Schlechte Nachrichten für alle Allergikerinnen und Allergiker: Die Pollensaison ist in den vergangenen Jahren immer länger und intensiver geworden – Schuld daran ist auch der Klimawandel.

Wenn es wärmer wird, Blumen und Bäume anfangen zu blühen, dann gibt es die Menschen, die keine Sekunden mehr drinnen verbringen wollen und die Menschen, denen gar nichts anderes übrig bleibt als sich drinnen zu verschanzen, um nicht von ihrer Pollenallergie überwältigt zu werden. Forschende von der Universität Utah sind dem Eindruck nachgegangen, dass die Pollensaison von Jahr zu Jahr stärker geworden ist und haben Daten aus ganz Nordamerika gesammelt.

Ihr Gefühl hat sie nicht getrübt: Die Pollensaison beginnt mittlerweile in der Tat 20 Tage früher und dauert zehn Tage länger. Zudem fliegen gut 20 Prozent mehr Pollen durch die Luft als noch vor 30 Jahren – vor allem im Frühling.

"Die Pollensaison fängt 20 Tage früher an, dauert zehn Tage länger und es fliegen gut 20 Prozent mehr Pollen durch die Luft als noch 1990."
Matthias Wurms, Deutschlandfunk-Nova-Reporter

Da wir in Europa auf ähnlichen Breitengraden wie die USA liegen, sind die Daten auch auf uns übertragbar, sagt Deutschlandfunk-Nova-Reporter Matthias Wurms. Zudem kann die Studie aus den USA durch zwei Untersuchungen aus Deutschland gestützt werden.

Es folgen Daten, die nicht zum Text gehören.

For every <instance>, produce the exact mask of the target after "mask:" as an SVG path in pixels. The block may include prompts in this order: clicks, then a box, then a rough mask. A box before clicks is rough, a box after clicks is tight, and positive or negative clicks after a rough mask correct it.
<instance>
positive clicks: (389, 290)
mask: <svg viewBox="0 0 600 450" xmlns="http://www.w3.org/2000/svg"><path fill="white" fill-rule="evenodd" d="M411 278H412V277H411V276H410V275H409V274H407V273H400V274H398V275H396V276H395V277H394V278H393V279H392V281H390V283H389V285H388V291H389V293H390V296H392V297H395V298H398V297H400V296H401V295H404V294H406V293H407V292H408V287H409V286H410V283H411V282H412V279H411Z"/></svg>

Eine Studie aus Bayern kam im Januar zu ähnlichen Ergebnissen und auch das Helmholtz-Institut hat die Beobachtung gemacht, dass beispielsweise Haselpollen früher fliegen und einige andere Pollen über einen längeren Zeitraum in der Luft sind.

Früher warm, mehr Pollenflug

Schuld daran ist auch der Klimawandel. Die Forschenden sagen, dass die Erderwärmung etwa zur Hälfte dafür verantwortlich ist, dass die Pollensaison mittlerweile länger dauert. Deutlich wurde es, als sich die Forschenden aus Utah Daten von 60 Pollenmessstationen quer durch die USA und Kanada besorgt hatten. Dabei konnten sie nämlich feststellen, dass es die größte Steigerung des Pollenflugs in Texas und im Mittelwesten des Landes gab, also genau in den Regionen, in denen die Durchschnittstemperatur besonders stark zugenommen hat.

"Die Erderwärmung ist etwa zur Hälfte dafür verantwortlich, dass die Pollensaison länger dauert als früher."
Matthias Wurms, Deutschlandfunk-Nova-Reporter

Ein weiteres Ergebnis der Forschenden war, dass vor allem Bäume, also beispielsweise Erle, Hasel, Pappel und Birke, Pollen abgegeben haben. Das deckt sich auch mit den Ergebnissen der bayerischen Studie. Dass es insgesamt mehr Pollen gibt, liegt laut der Forschenden aus den USA zum Teil auch an den gestiegenen CO2-Emissionen, weil die Pflanzen bei einem höheren CO2-Gehalt in der Luft auch mehr Pollen produzieren.

Pflanzen reagieren auf Umweltschadstoffe

Pflanzen reagieren nicht nur auf CO2, wie die Forschenden des Helmholtz-Instituts festgestellt haben. Auch Ozon, Feinstaub oder Stickoxide lösen eine höhere Pollenproduktion der Pflanzen aus, die am Ende stärker Allergien und Entzündungen auslösen.

Hinzu kommt, dass die Umweltschadstoffe nicht nur eine negative Auswirkung auf die Pflanzen haben, sondern auch auf uns Menschen. Beispielsweise wird unsere Lunge durch die Schadstoffe empfänglicher für allergische Reaktionen wie Asthma. Das bedeutet: Die Pollensaison dauert nicht nur länger, wir reagieren auch immer stärker auf sie.

"Die Pollensaison dauert nicht nur länger, die Folgen werden für die meisten auch schlimmer."
Matthias Wurms, Deutschlandfunk-Nova-Reporter

Die einzig gute Nachricht: Allergien können immer besser therapiert werden. Und auch die Erkenntnisse darüber, wie wir Allergien erst gar nicht entstehen lassen, werden umfangreicher. Beispielsweise weiß man, dass kleine Kinder durch eine vielfältige und gesunde Ernährung und durch den frühen Kontakt mit der Natur später seltener an Allergien erkranken.